Early Breast Cancer. Treatments
The real debate is, do all women need radiation therapy? Even though I am a radiation oncologist, sometimes I say probably this patient’s won’t benefit. There is a certain morbidity to radiation, it’s very expensive, one must question whether small low grade tumors, especially if you are considering adding tamoxifen need to have radiation therapy for improved local control. This is the kind of ductal carcinoma in situ I am talking about. I had to circle in red because you can barely see it. It’s a 3 mm low grade ductal carcinoma in situ, excised with 2 cm of normal margin. Does that patient really need radiation therapy? Some physicians in California, tried to develop a retrospective prognostic index, what they did is they looked at their thousands of patient’s they had treated for the last 20 years in a nonrandomized way and they decided that tumor size nuclear grade, the presence of necrosis and the margin width could kind of be juggled into a grid to help you decide which patient’s may or may not benefit from radiation therapy. So they developed a score, and you may see these scores on your pathology reports because they are becoming increasingly used to help you determine the clinical significance of the ductal carcinoma in situ. The size is given a score of 1, 2, 3, based on how many mm it is, the margin is given a score of 1, 2, 3, based on if it’s a little bit of a margin, or a great big margin and the grade is 1, 2, 3, so the lower the score, the better, the higher the score, the worst. Then they basically add up your scores and they help you decide a treatment option. If you have a score of 3 or 4, they show that excision alone will allow about a 90% long term local control in the breast without radiation, a 5, 6, or 7 indicates that radiation therapy gives the best chance in addition to excision with local control, and if you have an 8 or 9, no on would disagree that a simple mastectomy is appropriate.

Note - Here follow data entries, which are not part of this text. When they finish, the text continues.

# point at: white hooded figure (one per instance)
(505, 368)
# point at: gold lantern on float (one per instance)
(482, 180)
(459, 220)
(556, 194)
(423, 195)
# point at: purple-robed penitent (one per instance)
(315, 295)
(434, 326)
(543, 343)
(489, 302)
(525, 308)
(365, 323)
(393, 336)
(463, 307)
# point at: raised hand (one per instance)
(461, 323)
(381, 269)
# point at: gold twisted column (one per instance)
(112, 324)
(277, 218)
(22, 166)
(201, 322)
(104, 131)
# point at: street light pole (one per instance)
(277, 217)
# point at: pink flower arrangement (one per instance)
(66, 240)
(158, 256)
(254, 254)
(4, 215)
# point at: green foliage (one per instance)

This is a histograph of an infiltrating ductal carcinoma and you can see that this is much different than ductal carcinoma in situ. Now we have the stroma of the breast infiltrated by these strands of very malignant cells still forming small ducts.
Infiltrating ductal carcinoma is treated much like ductal carcinoma in situ with a few exceptions. You again start with bilateral mastectomy, biopsy, most of the time a post mastectomy mammogram, postbiopsy mammogram is indicated. A patient is then treated by either a modified radical mastectomy which includes dissection and chest wall radiation therapy is becoming increasingly used for premenopausal women based on the risk factors at the time of mastectomy. The vast majority of patient’s are treated with breast preservation in which the axillary nodes are removed either by sentinel node biopsy and/or level 1 and 2 dissection and excision of the tumor is done with negative margins and then the breast is radiated. You think breast preservation is new, this is from 1947. This was Jeffrey Keats who first tried to preserve breasts by putting radium needles into the breast and the regional lymphatics. As painful as that looks, it was highly successful and his results were reported to be the same as Sir Halstead who was the ruling guru of radical mastectomy of the day. His work stopped not because it was ineffective but because the war prevented the continued use of radium needles and it wasn’t until many years later that others took up the concept of breast preservation. Breast preservation has now been well established in over randomized trials comparing modified radical mastectomy to excision and radiation therapy. This is just a brief slide of the different series, the yellow is the modified radical mastectomy and the red is breast preservation. This is a graft of local recurrence. Local recurrence with breast preservation is about three to 19% at 10 years. Most important, there is no difference in survival, whether a woman has her breast removed or is allowed to keep her breast.